ROCKVILLE CENTRE, N.Y. -- A Roman Catholic bishop expressed sorrow about sex abuse by priests in his Long Island diocese yesterday, but said a scathing report documenting the scandal "is about the past, not about the present."

Speaking publicly for the first time since a grand jury report on abuse was issued Monday, Rockville Centre Bishop William F. Murphy said that he has already changed how his diocese handles molestation claims.

Murphy said all accusations of sex abuse involving the clergy are now to be reported directly to law enforcement. And, at his request, the executive director of the US bishops' Office for Child and Youth Protection will visit the diocese next week to review its procedures.

"It's a terrible tragedy because kids have been hurt; that's the reality. And they've been hurt by people who committed a crime wearing this," Murphy said, grabbing his clerical collar.

Murphy's comments came at the end of a week when the Suffolk County district attorney's office released a 180-page grand jury report that cited repeated failures of the diocese to properly handle child sex abuse cases involving dozens of priests.

Murphy, who moved to Rockville Centre from Boston in 2001, also testified Wednesday before a Massachusetts grand jury about his former role as a top aide to Cardinal Bernard F. Law, the former archbishop of Boston.

The Long Island grand jury said in its report that the diocese "time after time and despite overwhelming evidence that priests were committing crimes against children . . . would willingly sacrifice the truth for fear of scandal and for monetary considerations."

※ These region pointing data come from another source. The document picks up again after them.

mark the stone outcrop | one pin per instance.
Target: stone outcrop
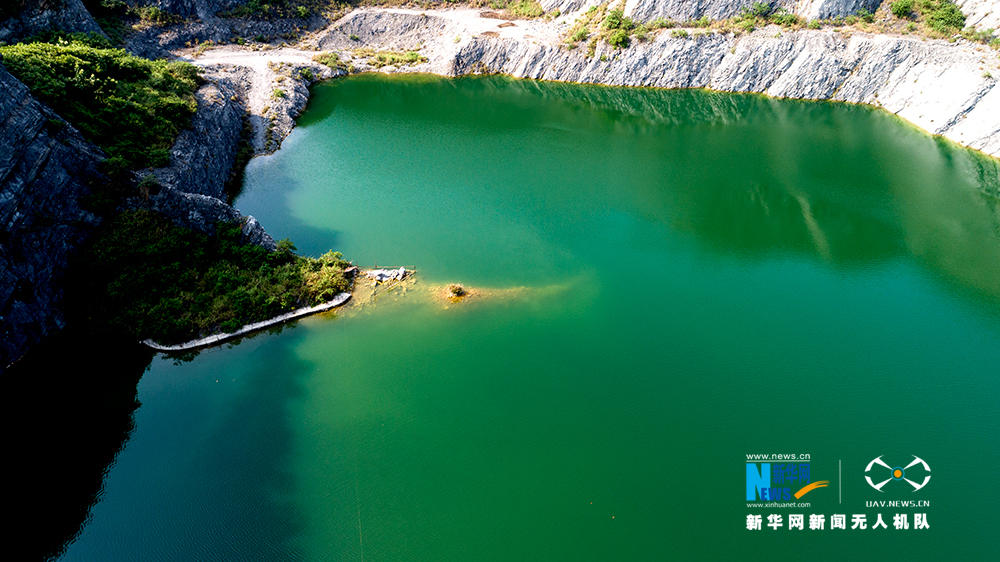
(38, 16)
(46, 169)
(940, 87)
(203, 155)
(823, 9)
(200, 9)
(201, 213)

A five-year statute of limitations prevented the grand jury from issuing indictments, but it called for changes in state law regarding the mandatory reporting of suspected child abuse, and for extensions of the statutes of limitations.

Murphy said he overhauled the diocese's procedures for dealing with molestation claims last April, a few months after the nationwide clerical sex abuse crisis erupted in Boston.

A three-person team that includes Donald Kane, former Nassau County police commissioner, now refers any accusation of priestly sex abuse to the proper law enforcement authorities, he said.

"I put together a team not to keep anything from the district attorney, but rather to make sure it went to the district attorney," Murphy said.


This story ran on page A20 of the Boston Globe on 2/15/2003.